Reading is a form of prayer.
Reading gives me the chance to live a thousand lives in the fraction of a century that I’ve been on this planet. Reading shows me the results of various decisions, because of which I haven’t had to make the same mistake myself (although, to be sure, I’ve found plenty of unoriginal mistakes to make as well). Reading puts me in the heads of other people, allowing me to step into their world and value systems and understand what informs their experiences. It shows me who I could have been in a different time or place, or my life if I had made a few different decisions. At its best, reading helps me to really feel what it’s like to inhabit another life.
But above anything else, praying by reading expands my capacity for compassion.
This, of course, helps me better understand how I feel and my own particularity and helps me understand others and respond more kindly than I might otherwise have done.
But what feels more important is that reading helps me to understand aspects of universal human experiences.

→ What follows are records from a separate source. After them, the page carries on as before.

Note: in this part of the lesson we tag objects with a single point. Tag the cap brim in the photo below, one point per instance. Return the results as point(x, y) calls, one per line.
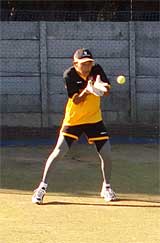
point(85, 59)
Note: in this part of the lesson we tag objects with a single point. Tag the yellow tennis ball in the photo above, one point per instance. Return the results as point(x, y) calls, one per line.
point(121, 79)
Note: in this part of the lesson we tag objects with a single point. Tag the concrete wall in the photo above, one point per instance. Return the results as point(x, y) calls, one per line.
point(34, 55)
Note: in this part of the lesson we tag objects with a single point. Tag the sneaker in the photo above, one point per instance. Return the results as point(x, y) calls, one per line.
point(108, 194)
point(39, 193)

We all feel sadness and joy. We are all confused and trying to make meaning of our lives and our humanity. We’re all wondering what binds us together and what sets our own lives apart.
Although this thread of the human condition can be found in most writing (I believe that fiction, narratives, memoirs, and biographies are all among God-breathed text), this pursuit of humanity is particularly why I turn to reading scripture.
Many ask what a text written for an ancient community on the other side of the world has to do with us. Christians, too often, seem to read the texts of what they call the “Old Testament” only to demonstrate how Jesus is found in the stories. As though they only became imbued with value once God took on flesh.
But if freed from the constraint of a “holy” pedestal, these texts are freed to exist as stories, the reading of which, like all story-prayers, is meant to shape us. They offer glimpses into battlefields and royal chambers, put us in the skin of both the righteous and the corrupt, and steer us toward compassion for the widow and the foreigner.
As the author advises in the opening of the “secular” novel (as if there is such a thing) The Great Gatsby, “Just remember that all the people in this world haven’t had the advantages that you’ve had.” Narratives shape us by giving us entry points into otherness. Narratives are important because they remind us that life isn’t an equal playing field, that there is diversity of experience, and also that there is some common thread in humanity that holds us all together.